One can argue that these features support some of the characteristics of object-oriented systems described above. The object type UUID does indeed support some form of abstraction and polymorphism. The important distinction to be made here is that procedural programming is not object-oriented programming, although it can be used to implement an object-oriented programming environment, just as C is often used to implement C++ (that is to say, C++ is often pre-processed into C before compilation).

The analogy between C and C++ is a good one. Many CORBA-conformant ORB vendors (DEC, HP, and IBM, for example) are implementing ORBs on top of DCE. The desirability of the object-oriented approach even within the DCE community is evidenced by several efforts to provide C++ interfaces to DCE [Dilley, Leddy, Mock, Viveney]. The OODCE RFC [Dilley] relates DCE and CORBA as follows:

"...our work focuses on integrating C++ within the existing DCE system infrastructure, simplifying the use of the DCE object model.

"OMG CORBA will address creating distributed object systems in C++; some implementations will run on top of DCE. CORBA IDL provides for interface inheritance, which DCE IDL is lacking, and provides a more C++-like syntax for interface specification. The CORBA runtime environment provides a richer set of object invocation and passing than the DCE environment.

"We suggest that our work may assist in the migration from DCE to CORBA by providing an intermediate C++-based distributed object system until CORBA implementations are widely available."
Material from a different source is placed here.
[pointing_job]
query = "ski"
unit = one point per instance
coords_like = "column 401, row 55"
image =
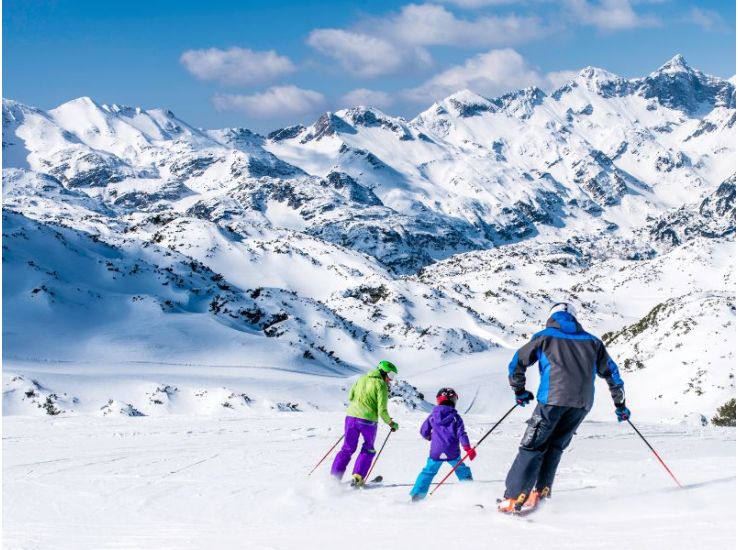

5. Differences Between Individual Capabilities

Although we feel that the most significant difference between DCE and CORBA is in the style of programming each is intended to support, there are inevitable differences between the individual capabilities they provide. For example:

• DCE supports several useful datatypes that CORBA does not support:

  • A varying array in DCE is an array of fixed size, of which only part is passed between client and server; however, the entire array is allocated at the server, which may return more array elements than were passed to it. CORBA has no equivalent datatype; however, equivalent behavior may be obtained using a CORBA sequence.

  • DCE pipes permit very large parameter values to be passed in a series of smaller blocks so that data transmission and processing may be pipelined. CORBA supports no corresponding mechanism for dealing with very large parameter values; the programmer can implement pipelining only by breaking up what might be a single operation conceptually into a series of operations.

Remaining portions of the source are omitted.